This form contains various fields for the applicant to fill out. Each field requires specific information about the institution or organization applying for the disabled parking placards.
fields
  • 1. Institution/Organization Name: The name of the institution or organization requesting the placards.
  • 2. Current Mailing Address: The current mailing address of the institution or organization.
  • 3. Federal Identification Number (FIN): The unique identification number assigned to the institution or organization.
  • 4. City: The city where the institution or organization is located.
  • 5. State: The state where the institution or organization is located.
  • 6. Telephone Number: The contact telephone number for the institution or organization.
  • 7. Zip Code: The zip code for the current mailing address of the institution or organization.
  • 8. Number of Placards Requested: The number of parking placards being requested by the institution or organization.
  • 9. Certification: A section where an authorized representative must sign to certify the accuracy and appropriate use of the placards.
  • 10. Authorized Representative Name: The printed name of the authorized representative signing the form.
  • 11. Authorized Representative Signature: The signature of the authorized representative.
  • 12. Date: The date when the form was signed by the authorized representative.

What happens if I fail to submit this form?

Failing to submit this form can lead to the inability to obtain the necessary parking placards for your institution or organization.

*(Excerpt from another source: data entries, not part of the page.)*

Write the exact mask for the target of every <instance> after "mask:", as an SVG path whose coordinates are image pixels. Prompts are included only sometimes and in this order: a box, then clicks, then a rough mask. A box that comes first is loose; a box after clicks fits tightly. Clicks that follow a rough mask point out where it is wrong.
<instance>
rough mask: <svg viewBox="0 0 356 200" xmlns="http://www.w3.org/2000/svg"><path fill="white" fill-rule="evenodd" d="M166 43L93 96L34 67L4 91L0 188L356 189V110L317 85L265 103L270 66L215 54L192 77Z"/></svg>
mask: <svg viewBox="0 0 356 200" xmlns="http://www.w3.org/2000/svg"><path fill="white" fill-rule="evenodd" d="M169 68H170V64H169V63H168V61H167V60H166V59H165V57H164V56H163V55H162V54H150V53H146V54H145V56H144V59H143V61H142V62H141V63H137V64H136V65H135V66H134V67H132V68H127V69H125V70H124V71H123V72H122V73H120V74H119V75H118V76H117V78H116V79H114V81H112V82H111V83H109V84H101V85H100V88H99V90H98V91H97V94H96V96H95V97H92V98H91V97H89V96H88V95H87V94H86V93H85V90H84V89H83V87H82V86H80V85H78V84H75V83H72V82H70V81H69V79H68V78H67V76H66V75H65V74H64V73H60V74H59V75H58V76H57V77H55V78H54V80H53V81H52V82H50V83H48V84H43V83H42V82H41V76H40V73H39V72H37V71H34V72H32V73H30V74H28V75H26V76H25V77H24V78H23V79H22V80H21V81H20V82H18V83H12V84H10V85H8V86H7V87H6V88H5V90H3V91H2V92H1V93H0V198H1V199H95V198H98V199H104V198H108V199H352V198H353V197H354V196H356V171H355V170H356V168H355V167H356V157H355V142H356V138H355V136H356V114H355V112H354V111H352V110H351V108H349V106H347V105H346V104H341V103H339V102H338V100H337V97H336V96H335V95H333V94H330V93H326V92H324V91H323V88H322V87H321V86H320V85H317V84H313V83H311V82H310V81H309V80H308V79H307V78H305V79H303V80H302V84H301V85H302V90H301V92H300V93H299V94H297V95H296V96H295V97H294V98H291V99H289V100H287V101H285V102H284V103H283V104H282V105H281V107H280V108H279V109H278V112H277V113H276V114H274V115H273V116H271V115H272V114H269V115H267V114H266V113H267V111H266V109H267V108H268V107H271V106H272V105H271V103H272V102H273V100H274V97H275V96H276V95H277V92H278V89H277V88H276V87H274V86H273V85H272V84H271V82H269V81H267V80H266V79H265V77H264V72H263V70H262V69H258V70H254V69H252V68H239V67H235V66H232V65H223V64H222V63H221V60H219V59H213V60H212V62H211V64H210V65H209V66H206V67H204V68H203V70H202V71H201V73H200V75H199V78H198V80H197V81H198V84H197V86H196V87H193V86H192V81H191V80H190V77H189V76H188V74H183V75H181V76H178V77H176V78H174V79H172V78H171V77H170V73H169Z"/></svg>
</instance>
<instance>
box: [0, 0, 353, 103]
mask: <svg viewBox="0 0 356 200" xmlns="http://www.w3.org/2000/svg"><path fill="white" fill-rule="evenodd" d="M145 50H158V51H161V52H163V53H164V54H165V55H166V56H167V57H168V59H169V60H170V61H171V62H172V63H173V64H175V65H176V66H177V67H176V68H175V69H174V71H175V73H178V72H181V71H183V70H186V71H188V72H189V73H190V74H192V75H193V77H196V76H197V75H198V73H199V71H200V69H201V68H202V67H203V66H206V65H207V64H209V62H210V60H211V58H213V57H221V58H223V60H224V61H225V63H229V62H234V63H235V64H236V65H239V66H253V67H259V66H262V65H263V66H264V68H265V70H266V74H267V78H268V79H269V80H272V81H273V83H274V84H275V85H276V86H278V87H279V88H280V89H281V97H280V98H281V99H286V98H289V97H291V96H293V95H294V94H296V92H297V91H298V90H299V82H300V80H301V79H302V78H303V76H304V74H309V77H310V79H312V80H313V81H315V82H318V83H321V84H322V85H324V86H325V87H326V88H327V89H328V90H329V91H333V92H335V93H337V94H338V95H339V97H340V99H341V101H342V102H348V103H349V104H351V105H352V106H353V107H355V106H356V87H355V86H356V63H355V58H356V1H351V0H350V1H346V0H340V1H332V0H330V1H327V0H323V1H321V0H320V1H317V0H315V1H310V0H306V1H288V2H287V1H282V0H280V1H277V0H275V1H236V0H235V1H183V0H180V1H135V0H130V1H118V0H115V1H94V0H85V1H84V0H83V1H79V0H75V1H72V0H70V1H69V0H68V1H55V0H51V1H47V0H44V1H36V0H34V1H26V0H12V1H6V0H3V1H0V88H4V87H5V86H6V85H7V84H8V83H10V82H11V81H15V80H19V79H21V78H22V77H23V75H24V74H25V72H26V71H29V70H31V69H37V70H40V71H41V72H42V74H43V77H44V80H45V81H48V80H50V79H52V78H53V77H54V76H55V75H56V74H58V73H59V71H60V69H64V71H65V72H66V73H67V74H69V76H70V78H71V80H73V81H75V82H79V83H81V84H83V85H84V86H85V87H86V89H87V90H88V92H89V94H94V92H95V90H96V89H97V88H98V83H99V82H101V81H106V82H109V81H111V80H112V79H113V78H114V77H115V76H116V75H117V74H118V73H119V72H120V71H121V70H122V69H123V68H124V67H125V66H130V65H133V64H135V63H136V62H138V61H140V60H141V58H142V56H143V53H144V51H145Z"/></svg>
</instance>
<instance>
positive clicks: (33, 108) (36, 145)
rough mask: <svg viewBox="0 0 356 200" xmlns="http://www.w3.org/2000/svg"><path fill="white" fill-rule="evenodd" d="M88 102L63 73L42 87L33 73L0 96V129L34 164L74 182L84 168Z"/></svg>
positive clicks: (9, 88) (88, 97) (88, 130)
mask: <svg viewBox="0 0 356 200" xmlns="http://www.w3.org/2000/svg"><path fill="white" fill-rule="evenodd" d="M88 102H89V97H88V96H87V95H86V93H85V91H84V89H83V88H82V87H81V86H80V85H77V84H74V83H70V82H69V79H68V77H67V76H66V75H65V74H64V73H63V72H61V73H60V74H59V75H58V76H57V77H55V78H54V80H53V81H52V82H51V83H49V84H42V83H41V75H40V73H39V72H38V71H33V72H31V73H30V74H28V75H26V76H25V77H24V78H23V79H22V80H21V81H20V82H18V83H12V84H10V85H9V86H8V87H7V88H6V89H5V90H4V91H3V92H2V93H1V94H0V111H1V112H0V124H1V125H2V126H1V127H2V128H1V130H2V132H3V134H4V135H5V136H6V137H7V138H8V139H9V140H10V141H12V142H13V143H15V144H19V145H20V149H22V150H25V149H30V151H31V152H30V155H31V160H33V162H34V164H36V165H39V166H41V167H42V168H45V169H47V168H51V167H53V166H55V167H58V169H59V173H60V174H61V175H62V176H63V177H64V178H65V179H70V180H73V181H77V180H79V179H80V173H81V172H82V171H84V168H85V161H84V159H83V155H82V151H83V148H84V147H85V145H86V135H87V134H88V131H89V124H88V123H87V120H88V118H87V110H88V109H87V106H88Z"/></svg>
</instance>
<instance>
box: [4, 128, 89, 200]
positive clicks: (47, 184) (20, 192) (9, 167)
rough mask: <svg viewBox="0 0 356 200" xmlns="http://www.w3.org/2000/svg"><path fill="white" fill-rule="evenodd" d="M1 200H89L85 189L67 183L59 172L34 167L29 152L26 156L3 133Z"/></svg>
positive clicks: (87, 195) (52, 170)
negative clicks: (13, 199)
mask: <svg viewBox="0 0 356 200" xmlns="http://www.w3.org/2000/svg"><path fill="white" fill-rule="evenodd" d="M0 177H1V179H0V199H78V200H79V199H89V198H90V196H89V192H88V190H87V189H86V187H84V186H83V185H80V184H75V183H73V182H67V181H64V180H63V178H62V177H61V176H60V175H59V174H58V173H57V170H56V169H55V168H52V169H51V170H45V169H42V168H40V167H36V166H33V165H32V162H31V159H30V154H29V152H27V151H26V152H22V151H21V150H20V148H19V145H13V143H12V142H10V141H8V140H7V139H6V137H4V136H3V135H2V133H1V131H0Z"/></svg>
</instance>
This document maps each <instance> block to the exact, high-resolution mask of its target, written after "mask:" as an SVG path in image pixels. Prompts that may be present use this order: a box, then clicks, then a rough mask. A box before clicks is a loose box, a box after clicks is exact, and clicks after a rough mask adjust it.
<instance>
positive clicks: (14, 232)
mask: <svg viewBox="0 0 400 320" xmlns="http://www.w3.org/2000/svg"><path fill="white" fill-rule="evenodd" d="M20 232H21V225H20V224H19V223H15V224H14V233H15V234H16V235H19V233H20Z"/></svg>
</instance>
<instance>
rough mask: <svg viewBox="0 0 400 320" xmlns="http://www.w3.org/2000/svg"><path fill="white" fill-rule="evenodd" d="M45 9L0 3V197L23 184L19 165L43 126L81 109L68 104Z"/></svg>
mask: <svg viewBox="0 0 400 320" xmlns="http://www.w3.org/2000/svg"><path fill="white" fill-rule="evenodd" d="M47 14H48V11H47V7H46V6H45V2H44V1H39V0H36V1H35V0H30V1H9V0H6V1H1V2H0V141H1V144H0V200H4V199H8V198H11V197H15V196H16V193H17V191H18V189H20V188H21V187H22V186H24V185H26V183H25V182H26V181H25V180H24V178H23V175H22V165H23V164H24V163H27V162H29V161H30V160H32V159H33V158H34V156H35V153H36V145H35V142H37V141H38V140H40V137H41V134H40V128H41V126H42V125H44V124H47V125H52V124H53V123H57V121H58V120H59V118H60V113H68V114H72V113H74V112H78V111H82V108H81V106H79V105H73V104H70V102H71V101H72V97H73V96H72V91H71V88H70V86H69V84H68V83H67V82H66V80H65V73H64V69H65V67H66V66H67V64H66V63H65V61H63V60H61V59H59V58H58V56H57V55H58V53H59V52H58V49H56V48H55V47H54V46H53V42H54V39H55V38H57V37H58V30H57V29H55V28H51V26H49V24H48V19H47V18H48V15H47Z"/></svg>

This may result in inconvenience and potential non-compliance with local regulations for disabled parking.

  • Inconvenience: Without the placards, your institution may face difficulties in providing adequate parking options for disabled individuals.
  • Non-compliance: Failing to secure the placards may lead to non-compliance with local regulations regarding disabled parking provisions.
  • Potential Penalties: Misuse or allowing misuse of the placards can lead to penalties, including revocation of the placards.

How do I know when to use this form?

Use this form when your institution or organization needs to apply for disabled parking placards. Ensure that your entity qualifies as a hospital, hospice, nursing home, non-profit, or government entity serving the disabled community.
fields
  • 1. Hospital: Applying for placards to transport disabled patients.
  • 2. Hospice: Securing placards for the benefit of disabled residents.
  • 3. Nursing Home: Requesting placards for disabled visitors and residents.
  • 4. Non-profit Organization: Acquiring placards to support the disabled community.
  • 5. Government Entity: Obtaining placards for services provided to disabled individuals.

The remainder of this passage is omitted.